Porque digamos que bulo es lo que contenía aquel famoso informe de 12 páginas que atribuía a la ultraderecha el altercado de Paiporta durante la visita de Pedro Sánchez. Fueron varios medios los que compraron esa mercancía. Mintieron y además fueron negligentes. Sus periodistas pudieron actuar con buena o con mala intención. Todo el mundo se equivoca. Ahora bien, Angélica Rubio ejerció con la peor de todas cuando reprodujo en su periódico la paparrucha de que el juez Juan Carlos Peinado dispone de dos DNIs. Habría que pedir consejo a Angélica sobre la mejor técnica para tratar con determinadas cuestiones fétidas sin vomitar en el intento. Gomitar, que dirían las señoras de los bulos.

Bulo también es que el escritor Benjamín Prado atribuya a José Antonio Choclán -el abogado de Víctor de Aldama- la inhabilitación de Baltasar Garzón, pese a que en el momento en que se produjo estaba en excedencia. En la misma categoría, la de las patrañas, se podría encuadrar el razonamiento de un periodista que, el día antes de las elecciones de Estados Unidos, afirmó que votar a Donald Trump equivalía a reírse de las víctimas de la gota fría de Valencia, en cuanto a que es un negacionista.

Bulo es negar el aterrizaje de Delcy Rodríguez en Madrid; o afirmar que Víctor de Aldama no conocía a Pedro Sánchez. Bulo es pensar que Óscar Puente no nos tomaba por estúpidos cuando apareció la fotografía de su jefe y del conseguidor de la trama de las mascarillas y aseguró: cualquiera puede hacerse una foto con cualquiera en un mitin. Llegados a este punto, podemos concluir, sin temor a equivocarnos, que, para las terminales mediáticas monclovitas, bulo es dudar de que Puente es un héroe, como le definieron el otro día. Tres capas de heroicidad, les faltó decir.

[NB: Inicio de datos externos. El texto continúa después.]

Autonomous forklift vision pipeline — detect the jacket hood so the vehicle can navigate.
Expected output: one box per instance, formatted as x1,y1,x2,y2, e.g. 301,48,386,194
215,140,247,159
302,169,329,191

Los bulos existen y responden en todos los casos a la misma intencionalidad: el emisor (A) intenta tomar a alguien por imbécil (B) y desarrolla una historia con la que convencerle de que algo es verdad, pese a no serlo (C). La vida misma requiere aprender a diferenciar lo que es cierto y lo que no, dado que, por costumbre y, por supervivencia, hay individuos que te intenta engañar a menudo. En las sociedades polarizadas, como la española, sucede un fenómeno curioso, y es que hay quien presta con gusto atención a los lugares donde le cuentan las patrañas que quiere escuchar, en un razonamiento similar al de las Coplas del querer: “Dime que me quieres, aunque sea mentira, pero dímelo”. Sucede lo mismo con los periodistas y los contertulios. Por eso, intuyo que a Benjamín Prado no le perjudicará especialmente el haber soltado esa trola en vivo y en directo.

La lógica de los no bulos

Sobra decir que las anteriores patrañas las han difundido medios de comunicación de línea pro-gubernamental. Es decir, los que han secundado la singular campaña con la que el Gobierno intenta transmitir a la sociedad española desde hace unos meses que sólo la prensa de derecha miente. Se puede apreciar aquí un esquema ligeramente diferente al del anterior párrafo, dado que A + B es igual a C, pero, a la vez, genera una derivada, en la que D (ciudadano desinformado) es consecuencia de A, pero ese A atribuye la responsabilidad a E (alguien ajeno o un enemigo común). Sólo así se explica que El País tuviera la idea de incluir en su portada del domingo el siguiente titular: La era de la desinformación.

Todos y cada uno de los medios nos equivocamos y nos comemos algún embuste, vaya por delante. La derecha mediática y la mal llamada prensa liberal no están libres de polvo y paja ni son más inocentes que la tropa admiradora de Pedro. Pero resulta especialmente osado en estos tiempos que cualquier periódico, radio o televisión intente convencer a sus lectores de que es ajeno al fango mientras camina en paralelo al Ejecutivo, el cual, por cierto, entre el barro, el de Paiporta, lanzó una mentira hace un mes que todavía debe doler en las calles de Valencia. Con ella, el presidente pretendió victimizarse mientras todavía se intentaban contabilizar las víctimas y los daños.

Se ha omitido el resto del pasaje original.